2011-03-17 / Front Page

Commissioners Respond To Frivolous Legal Fee Allegations

Commissioners saved $954,658 by using special counsel
By Chanin Rotz-Mountz

In response to allegations made at a recent town meeting in Thompson Township, the Fulton County commissioners and their business manager are publicly clarifying issues surrounding prior union negotiations and the current four-year agreement penned between the county and seven unionized members of the probation and domestic relations departments.

Former county treasurer David Wright initially broached the subject of frivolous legal expenses on March 3 when he questioned why the county spent approximately $130,000 in specialized legal fees in negotiating the contract that began retroactive to January 1, 2007, and concluded December 31, 2010.

At the time, Commissioner Bonnie Mellott Keefer responded that the county is “not in charge” of the probation department. As a result, the decision to hire counsel fell on the shoulders of the president judge of the Fulton County Court of Common Pleas judge.

On Tuesday, Keefer told the “News” that Section 1620 of the county code provides the judiciary the constitutional right to hire, fire and supervise court employees. Meanwhile, the county code also stipulates that the commissioners retain the sole power and responsibility to represent the judges of the Court of Common Pleas in collective bargaining negotiations. In addition, the code also states that the commissioners are required to protect the right of the judiciary to hire, fire and supervise its employees.

Due to these legal restrictions dealing with public employee unions, Keefer noted it was the commissioners decision to retain professional labor counsel.

As additional clarification on the issue of the union contract, business manager Tim Stanton provided the commissioners with a spreadsheet on Tuesday outlining total cost savings achieved through the negotiation process.

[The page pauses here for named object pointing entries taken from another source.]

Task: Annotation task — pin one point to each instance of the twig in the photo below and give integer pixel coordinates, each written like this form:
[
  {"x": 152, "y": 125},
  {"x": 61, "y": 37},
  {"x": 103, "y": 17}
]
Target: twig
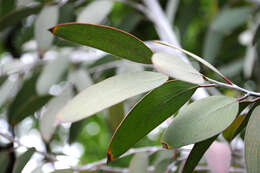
[
  {"x": 11, "y": 139},
  {"x": 234, "y": 86},
  {"x": 96, "y": 165}
]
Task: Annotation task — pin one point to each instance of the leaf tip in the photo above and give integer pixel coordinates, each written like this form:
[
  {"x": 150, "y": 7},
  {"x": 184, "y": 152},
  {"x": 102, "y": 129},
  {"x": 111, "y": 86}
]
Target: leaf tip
[
  {"x": 110, "y": 157},
  {"x": 165, "y": 145}
]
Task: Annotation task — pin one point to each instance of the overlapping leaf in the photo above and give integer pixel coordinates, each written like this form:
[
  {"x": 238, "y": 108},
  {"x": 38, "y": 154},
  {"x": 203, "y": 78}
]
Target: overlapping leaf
[
  {"x": 108, "y": 93},
  {"x": 151, "y": 111},
  {"x": 108, "y": 39},
  {"x": 201, "y": 120},
  {"x": 175, "y": 67}
]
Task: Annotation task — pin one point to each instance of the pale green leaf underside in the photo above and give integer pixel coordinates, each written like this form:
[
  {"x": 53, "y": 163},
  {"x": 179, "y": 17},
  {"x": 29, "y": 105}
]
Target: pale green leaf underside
[
  {"x": 201, "y": 120},
  {"x": 108, "y": 93},
  {"x": 175, "y": 67},
  {"x": 252, "y": 142}
]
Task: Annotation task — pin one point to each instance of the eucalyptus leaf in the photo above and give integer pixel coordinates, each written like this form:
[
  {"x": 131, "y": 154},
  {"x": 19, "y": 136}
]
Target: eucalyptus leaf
[
  {"x": 139, "y": 163},
  {"x": 95, "y": 12},
  {"x": 46, "y": 19},
  {"x": 108, "y": 93},
  {"x": 197, "y": 153},
  {"x": 154, "y": 108},
  {"x": 108, "y": 39},
  {"x": 201, "y": 120},
  {"x": 252, "y": 144},
  {"x": 175, "y": 67}
]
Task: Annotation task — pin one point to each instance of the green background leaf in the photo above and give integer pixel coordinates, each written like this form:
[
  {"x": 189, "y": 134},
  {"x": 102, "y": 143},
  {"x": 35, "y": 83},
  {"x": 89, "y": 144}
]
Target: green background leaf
[
  {"x": 108, "y": 39},
  {"x": 148, "y": 113},
  {"x": 201, "y": 120}
]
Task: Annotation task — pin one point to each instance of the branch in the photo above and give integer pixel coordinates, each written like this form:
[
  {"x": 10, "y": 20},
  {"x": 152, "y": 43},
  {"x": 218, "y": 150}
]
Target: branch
[{"x": 99, "y": 164}]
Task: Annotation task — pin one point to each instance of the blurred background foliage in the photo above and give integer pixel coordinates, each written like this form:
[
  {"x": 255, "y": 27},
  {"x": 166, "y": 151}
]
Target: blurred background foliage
[{"x": 36, "y": 68}]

Entitled “justification for legal representation,” the docu- ment reports the “net realized cost savings” as of the conclusion of the contract are calculated at $724,577. The biggest saving outlined by Stanton is combined salary increases that would have totalled $425,777 over a five-year period in the event the union’s original proposal presented by Teamsters Local Union No. 992 was accepted. The second largest expenditure would have been a one-hour daily paid meal period for affected employees that has been calculated at $156,186.

Other calculated costs saved through the negotiation process were $78,833, increasing number of paid vacation days; $21,301, an employee personal clothing allowance for court days; $17,500, employee personal auto insurance; $14,000, on-call compensation; $11,720, additional paid holidays; and $4,260, cost of legal representation.

Stanton’s documentation further outlines “future estimated cost savings over a five-year period” in the amount of $333,424. The categories attributed to this total include 100 percent paid tuition for master’s and doctoral college classes; post-retirement healthcare benefits; additional compensation for individuals not on medical plans; and sick leave accrual and buyback.

Legal fees for the services of attorney Kathleen Bruder from Rhoads & Sinon of Harrisburg tallied $103,343 and not approximately $130,000 as aired during the recent town meeting. The negotiations process began in 2005 and the contract was ratified in December 2009.

After subtracting expended legal fees from the net realized cost savings as of December 31 as well as future estimated costs, Stanton concluded specialized counsel used in negotiations saved the county a total of $954,658.

Unionization occurred in September 2005 shortly after a variety of issues ranging from pay raises to safety and equipment precautions came to light. The contract was eventually ratified in December 2009.